The dagster-pandera integration library provides an API for generating Dagster Types from Pandera DataFrame schemas.

Like all Dagster types, Dagster-Pandera-generated types can be used to annotate op inputs and outputs. This provides runtime type-checking with rich error reporting and allows Dagster UI to display information about a DataFrame's structure.

Installation

pip install dagster-pandera

Example

import random

import pandas as pd
import pandera as pa
from dagster_pandera import pandera_schema_to_dagster_type
from pandera.typing import Series

import dagster as dg

APPLE_STOCK_PRICES = {
"name": ["AAPL", "AAPL", "AAPL", "AAPL", "AAPL"],
"date": ["2018-01-22", "2018-01-23", "2018-01-24", "2018-01-25", "2018-01-26"],
"open": [177.3, 177.3, 177.25, 174.50, 172.0],
"close": [177.0, 177.04, 174.22, 171.11, 171.51],
}


class StockPrices(pa.DataFrameModel):
"""Open/close prices for one or more stocks by day."""

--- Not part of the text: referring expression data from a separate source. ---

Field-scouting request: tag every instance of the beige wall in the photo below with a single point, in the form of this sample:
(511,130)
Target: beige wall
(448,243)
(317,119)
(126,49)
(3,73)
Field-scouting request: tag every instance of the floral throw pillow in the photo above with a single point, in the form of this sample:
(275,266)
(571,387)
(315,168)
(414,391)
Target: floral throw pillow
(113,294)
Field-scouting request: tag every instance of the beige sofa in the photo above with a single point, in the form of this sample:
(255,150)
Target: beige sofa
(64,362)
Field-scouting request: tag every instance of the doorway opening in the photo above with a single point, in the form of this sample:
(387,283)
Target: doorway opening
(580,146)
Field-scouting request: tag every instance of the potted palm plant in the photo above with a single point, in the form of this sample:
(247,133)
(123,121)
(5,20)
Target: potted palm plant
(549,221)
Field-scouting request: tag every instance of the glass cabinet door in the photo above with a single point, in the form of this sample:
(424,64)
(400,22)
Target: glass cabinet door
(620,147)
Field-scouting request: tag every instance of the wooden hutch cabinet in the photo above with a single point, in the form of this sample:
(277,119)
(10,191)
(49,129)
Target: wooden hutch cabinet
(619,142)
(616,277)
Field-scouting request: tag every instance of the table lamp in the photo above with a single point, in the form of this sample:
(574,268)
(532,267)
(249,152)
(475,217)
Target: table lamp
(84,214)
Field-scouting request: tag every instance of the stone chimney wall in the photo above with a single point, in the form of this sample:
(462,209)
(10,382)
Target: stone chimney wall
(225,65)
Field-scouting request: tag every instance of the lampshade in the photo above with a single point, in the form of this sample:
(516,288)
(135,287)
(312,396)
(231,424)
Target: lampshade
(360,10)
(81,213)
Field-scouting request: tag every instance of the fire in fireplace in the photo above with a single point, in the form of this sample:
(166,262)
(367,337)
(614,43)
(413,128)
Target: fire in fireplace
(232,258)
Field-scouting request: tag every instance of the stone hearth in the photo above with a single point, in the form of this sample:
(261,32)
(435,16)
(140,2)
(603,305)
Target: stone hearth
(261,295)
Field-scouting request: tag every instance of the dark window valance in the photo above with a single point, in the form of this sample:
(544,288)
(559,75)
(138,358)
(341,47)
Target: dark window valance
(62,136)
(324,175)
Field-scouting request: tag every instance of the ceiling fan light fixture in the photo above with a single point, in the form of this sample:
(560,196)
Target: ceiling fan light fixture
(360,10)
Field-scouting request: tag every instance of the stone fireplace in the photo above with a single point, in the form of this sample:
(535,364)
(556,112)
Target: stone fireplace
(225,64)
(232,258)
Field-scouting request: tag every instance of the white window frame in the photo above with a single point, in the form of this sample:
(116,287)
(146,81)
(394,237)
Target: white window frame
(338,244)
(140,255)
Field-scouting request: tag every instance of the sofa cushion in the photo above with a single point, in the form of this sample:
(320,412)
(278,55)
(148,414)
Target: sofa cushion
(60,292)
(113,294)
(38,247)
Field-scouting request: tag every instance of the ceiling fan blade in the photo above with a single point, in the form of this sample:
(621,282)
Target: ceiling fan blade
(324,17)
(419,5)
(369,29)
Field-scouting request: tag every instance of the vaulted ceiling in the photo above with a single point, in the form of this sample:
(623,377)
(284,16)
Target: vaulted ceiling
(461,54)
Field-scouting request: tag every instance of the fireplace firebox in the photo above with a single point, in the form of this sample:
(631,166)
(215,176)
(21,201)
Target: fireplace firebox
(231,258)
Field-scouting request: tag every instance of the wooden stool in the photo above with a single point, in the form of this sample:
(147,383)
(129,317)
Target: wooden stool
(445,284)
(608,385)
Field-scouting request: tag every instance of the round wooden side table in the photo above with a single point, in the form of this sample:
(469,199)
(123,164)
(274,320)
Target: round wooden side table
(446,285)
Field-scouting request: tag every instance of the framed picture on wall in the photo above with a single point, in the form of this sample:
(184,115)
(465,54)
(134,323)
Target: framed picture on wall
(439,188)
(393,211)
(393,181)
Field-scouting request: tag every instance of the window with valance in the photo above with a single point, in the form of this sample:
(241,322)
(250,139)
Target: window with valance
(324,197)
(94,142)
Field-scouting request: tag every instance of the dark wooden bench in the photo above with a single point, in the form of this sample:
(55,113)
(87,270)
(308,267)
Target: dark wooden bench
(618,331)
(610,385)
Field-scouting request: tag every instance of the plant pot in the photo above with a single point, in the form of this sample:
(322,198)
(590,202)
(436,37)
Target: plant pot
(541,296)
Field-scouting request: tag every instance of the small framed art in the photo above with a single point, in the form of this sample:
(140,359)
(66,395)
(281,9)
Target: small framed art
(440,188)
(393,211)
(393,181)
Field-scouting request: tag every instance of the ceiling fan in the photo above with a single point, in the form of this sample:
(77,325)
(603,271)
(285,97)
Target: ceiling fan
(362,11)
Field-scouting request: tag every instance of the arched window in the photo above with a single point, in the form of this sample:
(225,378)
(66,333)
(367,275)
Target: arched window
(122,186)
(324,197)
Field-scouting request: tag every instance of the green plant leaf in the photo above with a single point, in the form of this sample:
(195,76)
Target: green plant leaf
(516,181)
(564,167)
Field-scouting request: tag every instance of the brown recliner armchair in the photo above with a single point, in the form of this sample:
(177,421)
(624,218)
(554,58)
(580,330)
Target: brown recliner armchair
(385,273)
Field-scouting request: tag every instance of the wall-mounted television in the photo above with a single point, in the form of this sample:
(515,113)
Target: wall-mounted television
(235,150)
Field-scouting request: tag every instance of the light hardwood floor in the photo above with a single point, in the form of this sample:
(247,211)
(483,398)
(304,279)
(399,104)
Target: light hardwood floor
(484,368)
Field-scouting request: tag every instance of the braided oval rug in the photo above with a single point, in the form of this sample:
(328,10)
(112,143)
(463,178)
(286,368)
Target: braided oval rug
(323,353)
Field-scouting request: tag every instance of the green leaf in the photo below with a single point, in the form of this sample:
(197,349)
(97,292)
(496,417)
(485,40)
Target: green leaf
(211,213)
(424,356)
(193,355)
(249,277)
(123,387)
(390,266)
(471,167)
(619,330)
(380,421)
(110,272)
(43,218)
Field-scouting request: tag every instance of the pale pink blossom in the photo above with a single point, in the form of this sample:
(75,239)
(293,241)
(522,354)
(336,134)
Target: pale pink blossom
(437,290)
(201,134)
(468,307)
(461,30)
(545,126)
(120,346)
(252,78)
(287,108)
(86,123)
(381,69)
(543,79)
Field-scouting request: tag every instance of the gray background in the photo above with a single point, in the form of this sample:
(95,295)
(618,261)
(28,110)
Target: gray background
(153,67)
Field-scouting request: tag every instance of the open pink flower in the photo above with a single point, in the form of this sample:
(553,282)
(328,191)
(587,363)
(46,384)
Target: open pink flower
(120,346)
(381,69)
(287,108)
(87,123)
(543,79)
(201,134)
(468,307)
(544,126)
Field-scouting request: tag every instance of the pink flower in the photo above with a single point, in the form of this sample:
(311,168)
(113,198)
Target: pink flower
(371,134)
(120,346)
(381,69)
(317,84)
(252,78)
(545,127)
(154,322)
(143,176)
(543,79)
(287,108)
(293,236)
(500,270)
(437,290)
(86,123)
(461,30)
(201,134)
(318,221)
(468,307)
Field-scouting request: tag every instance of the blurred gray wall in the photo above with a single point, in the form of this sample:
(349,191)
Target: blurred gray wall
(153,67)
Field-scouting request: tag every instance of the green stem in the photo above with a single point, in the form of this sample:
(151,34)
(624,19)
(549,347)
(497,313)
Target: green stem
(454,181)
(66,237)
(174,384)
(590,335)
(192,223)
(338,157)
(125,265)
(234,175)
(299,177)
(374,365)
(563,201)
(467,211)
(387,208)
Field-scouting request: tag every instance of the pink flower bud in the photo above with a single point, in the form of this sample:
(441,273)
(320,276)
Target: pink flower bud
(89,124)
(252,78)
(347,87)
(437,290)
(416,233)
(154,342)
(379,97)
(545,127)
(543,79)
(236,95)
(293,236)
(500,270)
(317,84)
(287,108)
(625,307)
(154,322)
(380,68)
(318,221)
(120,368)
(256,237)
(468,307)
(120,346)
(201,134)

name: Series[str] = pa.Field(description="Ticker symbol of stock")
date: Series[str] = pa.Field(description="Date of prices")
open: Series[float] = pa.Field(ge=0, description="Price at market open")
close: Series[float] = pa.Field(ge=0, description="Price at market close")


@dg.asset(dagster_type=pandera_schema_to_dagster_type(StockPrices))
def apple_stock_prices_dirty():
prices = pd.DataFrame(APPLE_STOCK_PRICES)
i = random.choice(prices.index)
prices.loc[i, "open"] = pd.NA
prices.loc[i, "close"] = pd.NA
return prices


defs = dg.Definitions(assets=[apple_stock_prices_dirty])

About Pandera

Pandera is a statistical data testing toolkit, and a data validation library for scientists, engineers, and analysts seeking correctness.